What we think we know

Book cover of What We Can Know by Ian McEwan, written over a collage with an old mirror showing blurred greenery surrounded by various gears, grass, and dried leaves.

What We Can Know by Ian McEwan

My rating: 5 of 5 stars


My opinion of Ian McEwan‘s novels has been all over the map. I loved Atonement, Saturday, and Machines like Me. On the other hand, I’ve found other novels of his, some of which were widely celebrated, cynical and misanthropic. What We Can Know, McEwan’s latest, is one of his best. It’s probably the one that comes closest to the magic he achieved with Atonement.

It’s best not to know much about this plot before beginning, so I won’t reveal much. The novel has a convoluted structure with many twists and surprises–at least one of which is carelessly revealed on the book jacket. I make it a practice not to read anything about a book before I’ve read the book itself, and was very glad to have done so this time. The general outline is that in the year 2119, humanities professor Thomas Metcalfe is doing research about a lost poem called “A Corona for Vivien” by the eminent poet Francis Blundy. Blundy read the poem aloud at a now-famous dinner party in 2014, but it was never published or seen since. The novel follows Metcalfe as he researches the poem and the people involved. He is obsessed, to the detriment of his own relationships, with this lost time before war and climate catastrophe upended civilization as we know it.

The sci-fi elements are presented breezily in passing, but they’re all too plausible. The focus of the novel is really nostalgia and obsession with the past. Metcalfe thinks he has an intimate knowledge of all the people in this drama because he reads their journals, their emails, and messages to each other. He is particularly stricken by Vivien, Francis’s dedicated, loving wife, who gave up her own academic career to support her husband’s work and live an idyllic life in their rural retreat. Through clever structural machinations, McEwan questions the stories we tell of the past and challenges us to confront why we sometimes do so little to prevent disasters we can readily foresee.
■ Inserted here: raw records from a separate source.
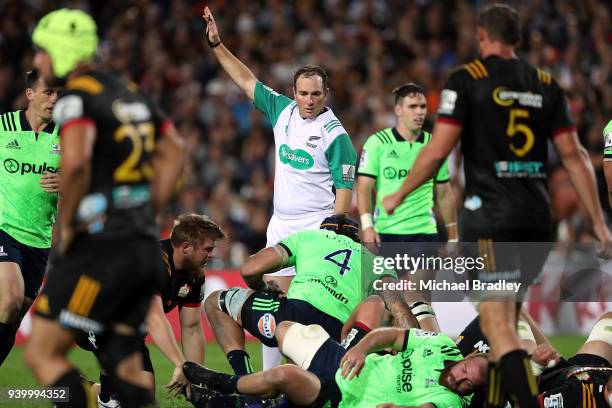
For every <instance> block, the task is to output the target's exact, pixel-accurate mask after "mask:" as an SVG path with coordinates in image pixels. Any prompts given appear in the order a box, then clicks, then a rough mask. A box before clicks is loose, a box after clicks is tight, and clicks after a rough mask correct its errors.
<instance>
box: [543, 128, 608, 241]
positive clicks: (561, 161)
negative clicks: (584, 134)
mask: <svg viewBox="0 0 612 408" xmlns="http://www.w3.org/2000/svg"><path fill="white" fill-rule="evenodd" d="M553 140H554V143H555V147H556V148H557V152H558V153H559V158H560V159H561V162H562V163H563V166H564V167H565V169H566V170H567V172H568V174H569V176H570V180H571V181H572V184H573V186H574V188H575V189H576V192H577V193H578V196H579V197H580V200H581V201H582V204H583V205H584V207H585V208H586V210H587V213H588V214H589V218H590V219H591V222H592V224H593V231H594V232H595V235H596V236H597V238H598V239H599V240H600V241H601V242H602V243H610V242H611V241H612V234H611V233H610V231H609V230H608V227H607V226H606V224H605V220H604V215H603V211H602V210H601V206H600V205H599V194H598V193H597V183H596V182H595V172H594V170H593V165H592V164H591V160H590V159H589V155H588V153H587V152H586V149H585V148H584V147H582V145H581V144H580V142H579V141H578V135H577V134H576V132H575V131H574V130H567V131H562V132H561V133H557V134H556V136H555V138H554V139H553Z"/></svg>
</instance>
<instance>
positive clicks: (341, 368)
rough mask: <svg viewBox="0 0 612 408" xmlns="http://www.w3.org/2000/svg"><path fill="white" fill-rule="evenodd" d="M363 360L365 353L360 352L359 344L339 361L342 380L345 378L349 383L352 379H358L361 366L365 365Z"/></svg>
mask: <svg viewBox="0 0 612 408" xmlns="http://www.w3.org/2000/svg"><path fill="white" fill-rule="evenodd" d="M365 358H366V353H365V352H364V351H363V350H361V347H359V344H357V345H356V346H355V347H353V348H352V349H350V350H349V351H347V352H346V354H345V355H344V357H342V360H340V368H341V369H342V373H341V374H342V378H346V379H347V380H349V381H350V380H352V379H353V377H355V376H357V377H358V376H359V373H360V372H361V369H362V368H363V365H364V364H365ZM347 376H348V378H347Z"/></svg>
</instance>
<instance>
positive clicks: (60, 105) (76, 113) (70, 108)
mask: <svg viewBox="0 0 612 408" xmlns="http://www.w3.org/2000/svg"><path fill="white" fill-rule="evenodd" d="M81 116H83V98H81V97H80V96H78V95H68V96H64V97H63V98H61V99H60V100H59V101H57V103H56V104H55V107H54V108H53V121H55V123H59V124H60V125H61V124H62V123H64V122H66V121H67V120H70V119H77V118H80V117H81Z"/></svg>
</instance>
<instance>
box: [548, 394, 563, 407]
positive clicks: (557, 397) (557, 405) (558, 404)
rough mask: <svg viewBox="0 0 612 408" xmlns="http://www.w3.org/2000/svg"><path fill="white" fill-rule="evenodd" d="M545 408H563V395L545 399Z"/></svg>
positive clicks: (560, 394) (553, 396) (549, 397)
mask: <svg viewBox="0 0 612 408" xmlns="http://www.w3.org/2000/svg"><path fill="white" fill-rule="evenodd" d="M544 408H563V395H561V393H559V394H552V395H550V396H548V397H544Z"/></svg>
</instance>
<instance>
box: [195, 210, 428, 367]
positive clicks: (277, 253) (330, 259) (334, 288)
mask: <svg viewBox="0 0 612 408" xmlns="http://www.w3.org/2000/svg"><path fill="white" fill-rule="evenodd" d="M363 248H364V247H363V246H362V245H361V244H360V241H359V229H358V227H357V223H356V222H355V221H353V220H351V219H350V218H348V217H345V216H344V215H340V216H338V215H336V216H331V217H328V218H326V219H325V220H324V221H323V223H322V224H321V229H319V230H314V231H300V232H297V233H295V234H292V235H290V236H289V237H288V238H286V239H284V240H282V241H281V242H280V243H279V244H277V245H275V246H274V247H270V248H266V249H263V250H261V251H259V252H258V253H257V254H255V255H253V256H251V257H250V258H249V260H248V261H247V262H246V263H245V265H244V266H243V267H242V270H241V274H242V276H243V277H244V279H245V281H246V282H247V284H248V285H249V287H250V288H252V289H255V290H251V289H244V288H231V289H229V290H224V291H217V292H213V293H212V294H211V295H210V296H209V297H208V298H207V299H206V302H205V308H206V315H207V317H208V320H209V321H210V323H211V326H212V328H213V331H214V332H215V336H216V338H217V341H218V342H219V344H220V345H221V348H222V349H223V351H224V352H225V353H226V355H227V358H228V361H229V362H230V365H231V366H232V368H233V369H234V372H235V373H236V374H247V373H249V372H252V368H251V365H250V359H249V355H248V354H247V353H246V351H245V349H244V330H243V328H244V329H246V330H247V331H249V332H250V333H251V334H252V335H254V336H255V337H257V338H258V339H259V340H261V342H262V343H263V344H265V345H267V346H270V347H276V346H277V341H276V338H275V336H274V334H275V329H276V327H277V326H278V324H279V323H280V322H282V321H285V320H289V321H295V322H298V323H303V324H319V325H321V326H322V327H323V329H324V330H325V331H326V332H327V333H329V334H330V335H331V337H332V338H333V339H334V340H336V341H340V338H341V333H342V330H343V324H344V323H345V322H347V320H349V316H350V315H351V313H352V312H353V311H354V309H355V308H356V307H357V305H358V304H359V303H360V302H363V301H364V300H366V299H367V298H368V296H370V295H372V294H374V293H376V291H375V290H374V285H373V282H374V281H375V280H377V279H381V280H383V281H386V280H390V281H393V280H395V279H396V278H397V277H396V275H395V272H394V271H389V270H387V271H384V272H383V274H380V275H377V274H375V273H374V272H373V271H372V268H371V267H368V266H367V265H372V263H371V262H370V255H371V257H372V258H373V255H372V254H371V253H370V252H368V251H367V250H365V251H364V249H363ZM287 266H295V267H296V276H295V278H294V279H293V281H292V282H291V285H290V287H289V291H288V293H287V296H286V297H284V296H281V294H280V293H279V291H278V288H277V287H275V286H274V284H273V283H272V282H269V281H268V282H264V281H263V279H262V277H263V275H264V274H267V273H269V272H272V271H275V270H278V269H281V268H285V267H287ZM380 296H381V297H382V300H383V301H384V303H385V305H386V306H387V308H388V309H389V310H390V311H391V313H392V314H393V316H394V318H395V319H396V322H397V324H398V325H399V326H401V327H405V328H407V327H416V326H418V324H417V323H416V320H414V317H413V316H412V313H411V312H410V309H409V308H408V305H406V303H405V302H404V299H403V297H402V294H401V292H392V291H381V292H380ZM365 303H366V305H365V306H364V307H362V308H360V313H359V316H353V319H351V327H348V328H345V330H344V332H345V333H348V335H347V339H349V340H352V341H353V342H354V343H356V342H357V341H358V340H359V338H361V337H363V336H364V335H365V334H366V333H367V331H369V330H370V329H371V328H373V327H378V326H379V325H380V317H379V316H380V315H381V313H378V312H375V311H376V310H378V309H384V306H382V305H381V304H382V301H380V299H378V300H376V298H375V299H373V300H368V301H367V302H365ZM372 309H373V310H374V311H373V310H372Z"/></svg>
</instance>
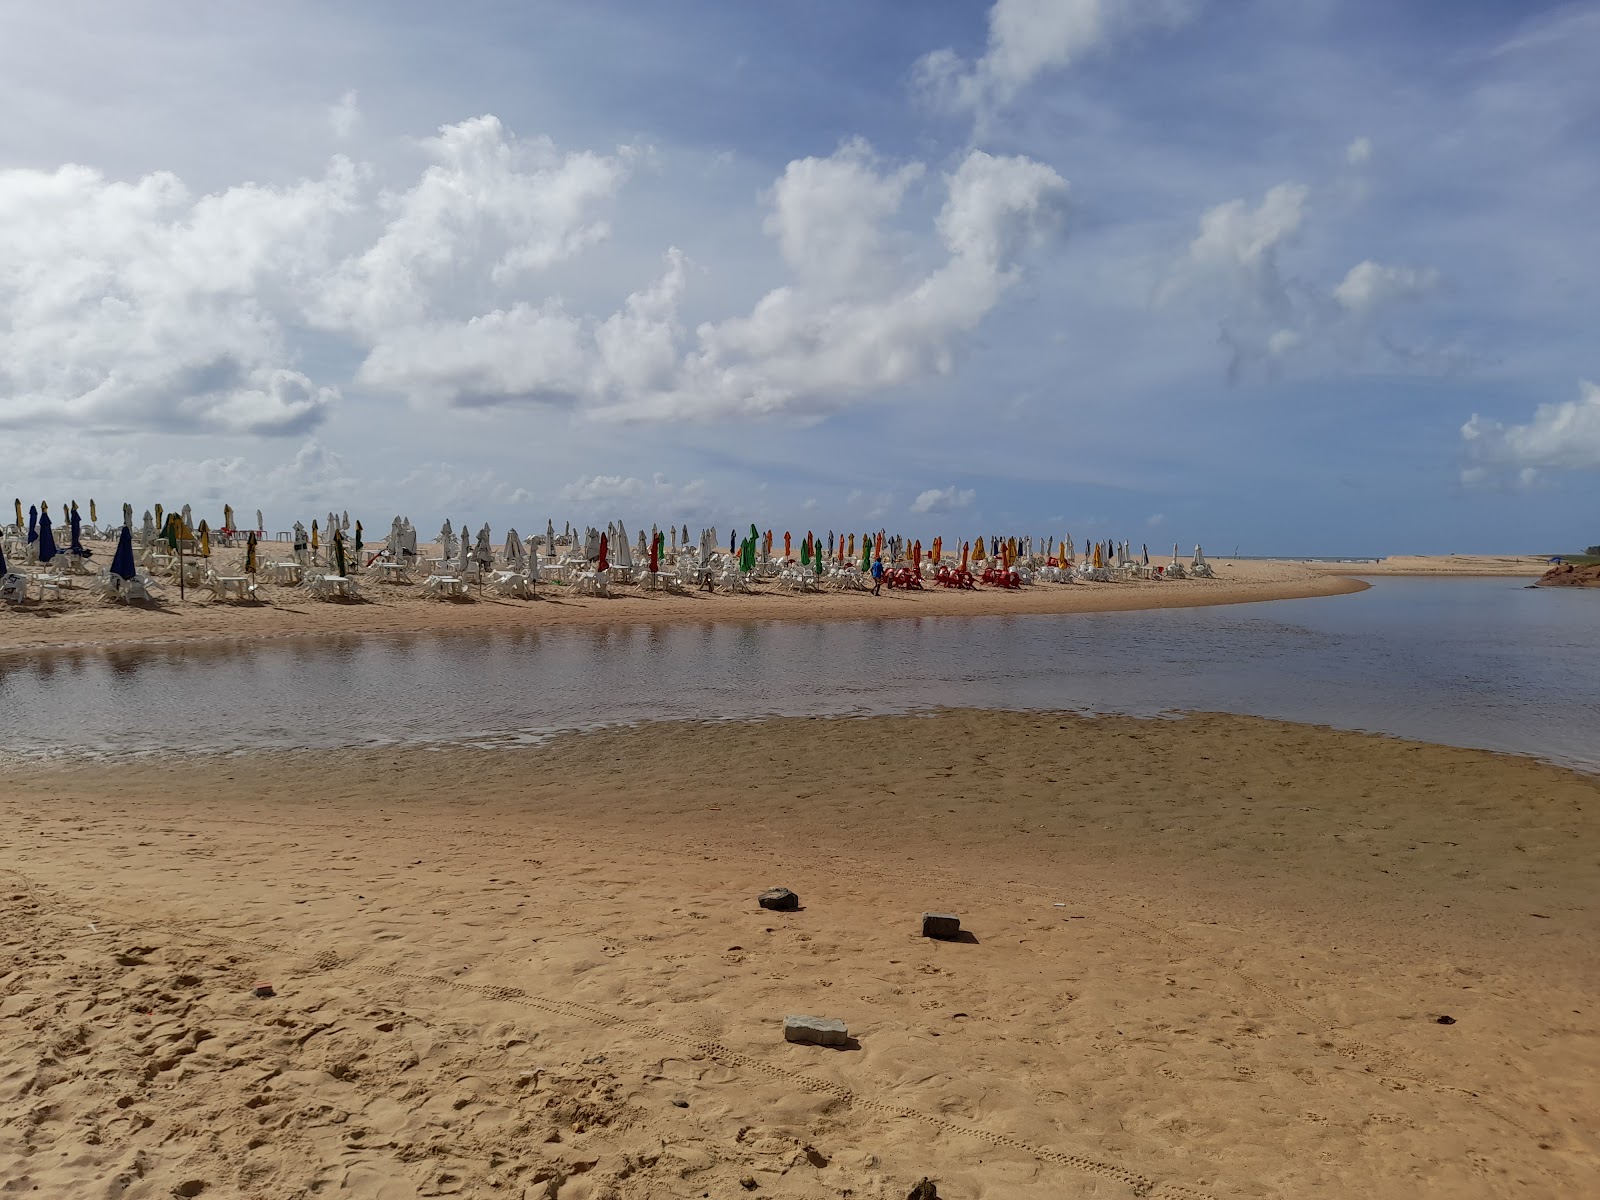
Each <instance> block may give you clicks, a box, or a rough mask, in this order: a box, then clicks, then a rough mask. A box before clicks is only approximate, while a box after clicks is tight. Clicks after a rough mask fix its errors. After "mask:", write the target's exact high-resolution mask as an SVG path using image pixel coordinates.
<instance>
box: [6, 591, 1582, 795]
mask: <svg viewBox="0 0 1600 1200" xmlns="http://www.w3.org/2000/svg"><path fill="white" fill-rule="evenodd" d="M1597 627H1600V594H1594V592H1546V590H1539V592H1530V590H1525V589H1522V587H1520V586H1518V584H1515V582H1506V581H1499V579H1470V581H1461V579H1446V581H1437V579H1382V581H1378V586H1376V587H1373V589H1371V590H1368V592H1362V594H1358V595H1347V597H1328V598H1322V600H1290V602H1278V603H1267V605H1243V606H1230V608H1197V610H1166V611H1158V613H1093V614H1074V616H1008V618H989V619H963V618H915V619H909V621H842V622H738V624H733V622H728V624H635V626H616V627H589V629H562V630H550V629H528V627H518V629H507V630H502V632H462V634H454V635H448V637H440V635H432V634H398V635H384V637H326V638H299V640H283V642H270V643H256V645H248V643H195V645H173V646H158V648H120V650H106V651H94V650H72V651H61V653H50V654H35V656H27V658H24V656H10V658H0V750H6V752H26V754H38V752H42V750H46V749H54V750H62V752H90V754H126V752H147V750H165V749H200V750H214V749H238V747H262V746H266V747H283V746H302V747H314V749H315V747H336V746H381V744H392V742H442V741H475V742H494V741H499V739H518V741H520V739H526V738H530V736H541V734H544V733H550V731H557V730H568V728H584V726H594V725H605V723H621V722H637V720H661V718H667V720H670V718H754V717H763V715H821V714H864V712H910V710H917V709H928V707H939V706H974V707H1014V709H1077V710H1083V712H1133V714H1146V715H1155V714H1162V712H1170V710H1222V712H1245V714H1258V715H1266V717H1282V718H1288V720H1301V722H1318V723H1328V725H1338V726H1346V728H1360V730H1374V731H1382V733H1394V734H1400V736H1411V738H1422V739H1429V741H1443V742H1456V744H1466V746H1483V747H1490V749H1502V750H1517V752H1525V754H1534V755H1539V757H1546V758H1552V760H1558V762H1568V763H1574V765H1584V766H1589V768H1600V744H1597V742H1600V739H1595V738H1594V730H1595V728H1600V685H1597V683H1595V680H1597V678H1600V638H1597V637H1595V630H1597ZM62 731H70V736H67V738H66V739H64V734H62Z"/></svg>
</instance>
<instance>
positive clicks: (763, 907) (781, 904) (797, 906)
mask: <svg viewBox="0 0 1600 1200" xmlns="http://www.w3.org/2000/svg"><path fill="white" fill-rule="evenodd" d="M755 902H757V904H760V906H762V907H763V909H771V910H773V912H794V910H795V909H798V907H800V898H798V896H795V894H794V893H792V891H789V888H770V890H768V891H763V893H762V894H760V896H757V898H755Z"/></svg>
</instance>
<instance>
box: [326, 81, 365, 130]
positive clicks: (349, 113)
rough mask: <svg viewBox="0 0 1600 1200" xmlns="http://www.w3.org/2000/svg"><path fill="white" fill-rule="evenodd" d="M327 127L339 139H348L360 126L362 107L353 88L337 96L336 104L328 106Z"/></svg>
mask: <svg viewBox="0 0 1600 1200" xmlns="http://www.w3.org/2000/svg"><path fill="white" fill-rule="evenodd" d="M328 128H330V130H333V136H334V138H338V139H339V141H349V139H350V138H354V136H355V133H357V131H358V130H360V128H362V107H360V104H358V102H357V94H355V88H350V90H349V91H346V93H344V94H342V96H339V101H338V104H330V106H328Z"/></svg>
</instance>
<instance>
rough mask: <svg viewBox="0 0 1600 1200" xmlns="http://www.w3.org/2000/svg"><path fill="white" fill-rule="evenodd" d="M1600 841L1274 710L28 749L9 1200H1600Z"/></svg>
mask: <svg viewBox="0 0 1600 1200" xmlns="http://www.w3.org/2000/svg"><path fill="white" fill-rule="evenodd" d="M1597 814H1600V781H1597V779H1594V778H1587V776H1581V774H1574V773H1570V771H1563V770H1558V768H1552V766H1546V765H1539V763H1534V762H1530V760H1523V758H1514V757H1501V755H1493V754H1486V752H1475V750H1461V749H1448V747H1437V746H1424V744H1413V742H1403V741H1395V739H1386V738H1373V736H1365V734H1354V733H1341V731H1331V730H1322V728H1310V726H1294V725H1282V723H1275V722H1266V720H1251V718H1234V717H1192V718H1187V720H1178V722H1168V720H1162V722H1139V720H1130V718H1094V720H1090V718H1080V717H1059V715H1040V714H1002V712H942V714H936V715H931V717H886V718H867V720H842V718H840V720H822V718H818V720H774V722H765V723H749V725H725V723H722V725H718V723H693V725H653V726H642V728H632V730H613V731H602V733H590V734H573V736H565V738H562V739H557V741H555V742H552V744H547V746H542V747H534V749H509V750H493V752H485V750H445V752H426V750H405V752H341V754H315V755H312V754H306V755H278V757H274V758H262V757H251V755H237V757H214V758H211V757H170V758H155V760H147V762H138V763H126V765H118V766H104V765H77V766H74V765H66V763H51V765H38V763H35V765H10V766H0V850H3V853H0V864H3V870H0V898H3V915H5V922H3V944H5V949H3V955H0V1018H3V1019H0V1051H3V1053H0V1062H3V1064H5V1066H3V1067H0V1178H3V1179H5V1181H8V1187H10V1189H11V1190H14V1192H16V1194H19V1195H30V1194H32V1195H42V1197H43V1195H48V1197H69V1195H70V1197H78V1195H118V1197H128V1198H130V1200H142V1198H146V1197H162V1198H165V1197H170V1195H174V1194H176V1195H184V1197H192V1195H205V1197H213V1195H214V1197H258V1195H259V1197H266V1195H270V1197H280V1198H290V1197H309V1195H314V1194H315V1195H322V1194H338V1195H350V1197H370V1198H387V1197H411V1195H451V1194H459V1195H507V1197H550V1195H555V1197H560V1200H584V1198H586V1197H587V1198H590V1200H597V1198H600V1197H646V1195H648V1197H702V1195H714V1197H731V1195H757V1197H762V1195H766V1197H810V1198H816V1197H856V1198H888V1197H893V1198H894V1200H899V1198H901V1197H904V1195H906V1194H907V1192H909V1190H910V1187H912V1186H914V1184H915V1182H917V1181H918V1179H920V1178H923V1176H931V1178H933V1179H936V1181H938V1192H939V1195H941V1197H946V1200H973V1198H978V1197H982V1198H986V1200H997V1198H1002V1197H1018V1198H1021V1197H1029V1198H1034V1197H1168V1198H1170V1200H1173V1198H1178V1197H1184V1198H1189V1200H1192V1198H1194V1197H1197V1195H1210V1197H1288V1195H1362V1197H1450V1198H1451V1200H1461V1198H1470V1197H1514V1195H1515V1197H1576V1195H1589V1194H1595V1192H1597V1187H1600V1134H1597V1130H1600V1123H1597V1114H1600V1018H1597V1013H1595V1008H1594V995H1595V986H1597V984H1600V944H1597V941H1595V938H1594V930H1595V928H1597V926H1600V890H1597V888H1595V883H1597V878H1595V877H1597V866H1595V864H1597V858H1600V819H1597ZM773 885H782V886H790V888H794V890H795V891H798V893H800V898H802V904H803V909H802V910H800V912H794V914H773V912H765V910H762V909H758V907H757V906H755V894H757V893H758V891H760V890H763V888H766V886H773ZM930 909H931V910H950V912H957V914H960V917H962V920H963V926H965V928H966V930H968V931H970V934H971V936H970V938H966V939H965V941H957V942H936V941H928V939H923V938H920V936H918V933H917V930H918V925H917V918H918V914H920V912H923V910H930ZM262 979H267V981H270V982H272V986H274V992H275V994H274V995H272V997H270V998H258V997H254V995H253V994H251V987H253V986H254V984H256V981H262ZM786 1013H808V1014H814V1016H827V1018H840V1019H843V1021H845V1022H846V1024H848V1026H850V1032H851V1035H853V1037H854V1043H853V1045H851V1046H850V1048H846V1050H822V1048H813V1046H797V1045H787V1043H784V1042H782V1037H781V1029H779V1027H781V1021H782V1016H784V1014H786ZM1446 1016H1448V1018H1450V1019H1451V1022H1450V1024H1442V1022H1440V1018H1446Z"/></svg>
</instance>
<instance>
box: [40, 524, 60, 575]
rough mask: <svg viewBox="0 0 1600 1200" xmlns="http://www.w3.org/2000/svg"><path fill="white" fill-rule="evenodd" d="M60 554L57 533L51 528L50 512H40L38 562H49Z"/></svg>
mask: <svg viewBox="0 0 1600 1200" xmlns="http://www.w3.org/2000/svg"><path fill="white" fill-rule="evenodd" d="M56 554H58V550H56V534H54V533H53V531H51V528H50V514H48V512H42V514H38V562H42V563H48V562H50V560H51V558H54V557H56Z"/></svg>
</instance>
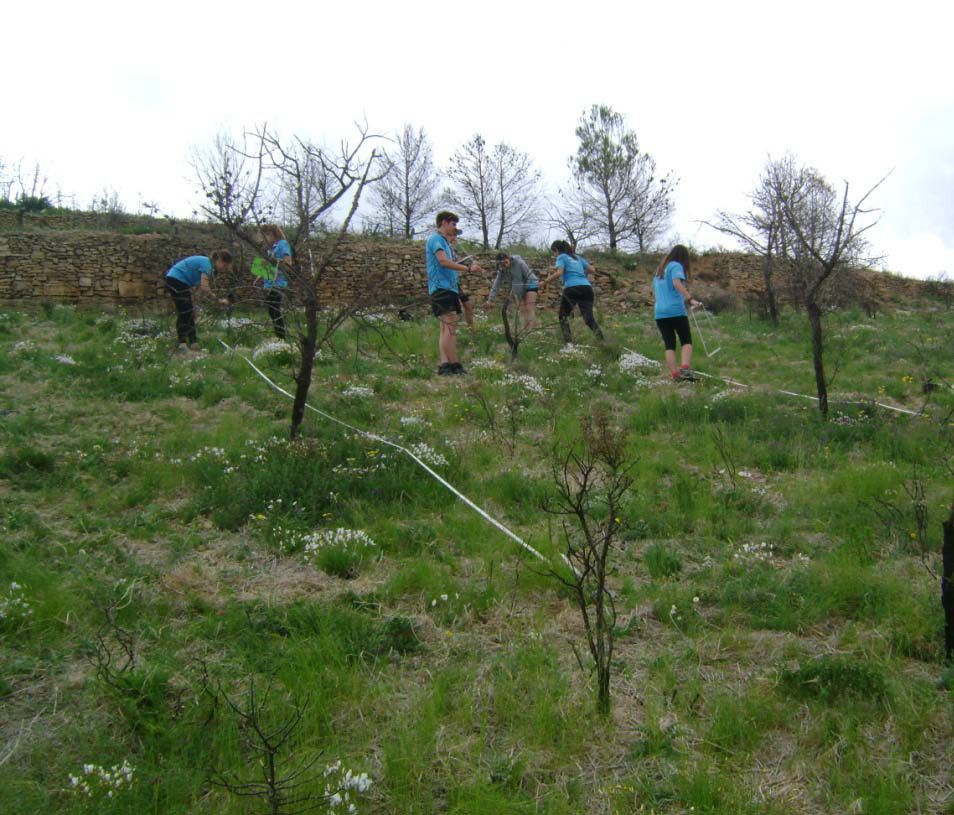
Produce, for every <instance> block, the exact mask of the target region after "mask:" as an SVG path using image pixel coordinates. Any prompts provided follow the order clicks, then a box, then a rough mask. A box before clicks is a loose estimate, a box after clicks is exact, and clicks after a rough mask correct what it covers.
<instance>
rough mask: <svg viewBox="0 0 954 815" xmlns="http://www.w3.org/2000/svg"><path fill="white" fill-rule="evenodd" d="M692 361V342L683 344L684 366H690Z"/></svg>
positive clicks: (684, 367) (682, 365)
mask: <svg viewBox="0 0 954 815" xmlns="http://www.w3.org/2000/svg"><path fill="white" fill-rule="evenodd" d="M691 362H692V343H689V344H688V345H684V346H682V367H683V368H688V367H689V363H691Z"/></svg>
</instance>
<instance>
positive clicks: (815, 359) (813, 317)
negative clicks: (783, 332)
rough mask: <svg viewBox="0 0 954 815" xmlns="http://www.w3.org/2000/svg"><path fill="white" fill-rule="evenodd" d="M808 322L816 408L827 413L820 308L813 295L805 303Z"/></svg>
mask: <svg viewBox="0 0 954 815" xmlns="http://www.w3.org/2000/svg"><path fill="white" fill-rule="evenodd" d="M805 308H806V310H807V311H808V322H809V323H810V324H811V327H812V362H813V363H814V366H815V388H816V390H817V391H818V409H819V410H820V411H821V412H822V416H827V415H828V384H827V383H826V382H825V359H824V344H823V342H822V331H821V309H820V308H819V307H818V303H816V302H815V298H814V297H810V298H808V302H807V303H806V304H805Z"/></svg>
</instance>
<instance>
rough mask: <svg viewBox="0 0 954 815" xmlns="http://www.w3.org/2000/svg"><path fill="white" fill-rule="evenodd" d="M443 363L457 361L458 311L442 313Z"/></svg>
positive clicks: (442, 339) (449, 362) (442, 341)
mask: <svg viewBox="0 0 954 815" xmlns="http://www.w3.org/2000/svg"><path fill="white" fill-rule="evenodd" d="M439 346H440V352H441V365H443V364H444V363H448V364H453V363H455V362H457V312H455V311H452V312H450V313H449V314H442V315H441V337H440V342H439Z"/></svg>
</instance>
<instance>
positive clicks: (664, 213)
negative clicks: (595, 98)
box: [569, 105, 677, 252]
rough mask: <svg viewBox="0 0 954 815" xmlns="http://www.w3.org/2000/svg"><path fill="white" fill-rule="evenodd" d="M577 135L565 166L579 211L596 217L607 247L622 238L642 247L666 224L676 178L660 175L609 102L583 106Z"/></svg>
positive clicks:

What We Can Know is a brilliant tour de force. It seamlessly melds the personal, the societal, and the philosophical. While McEwan’s writing can be dense, in this case, the first person voice is academic, so the writing is convincing rather than distracting. The mystery of the poem is captivating and the surprises unexpectedly complex. The result is a compelling, tightly-plotted novel that keeps you thinking all the way through and long afterward.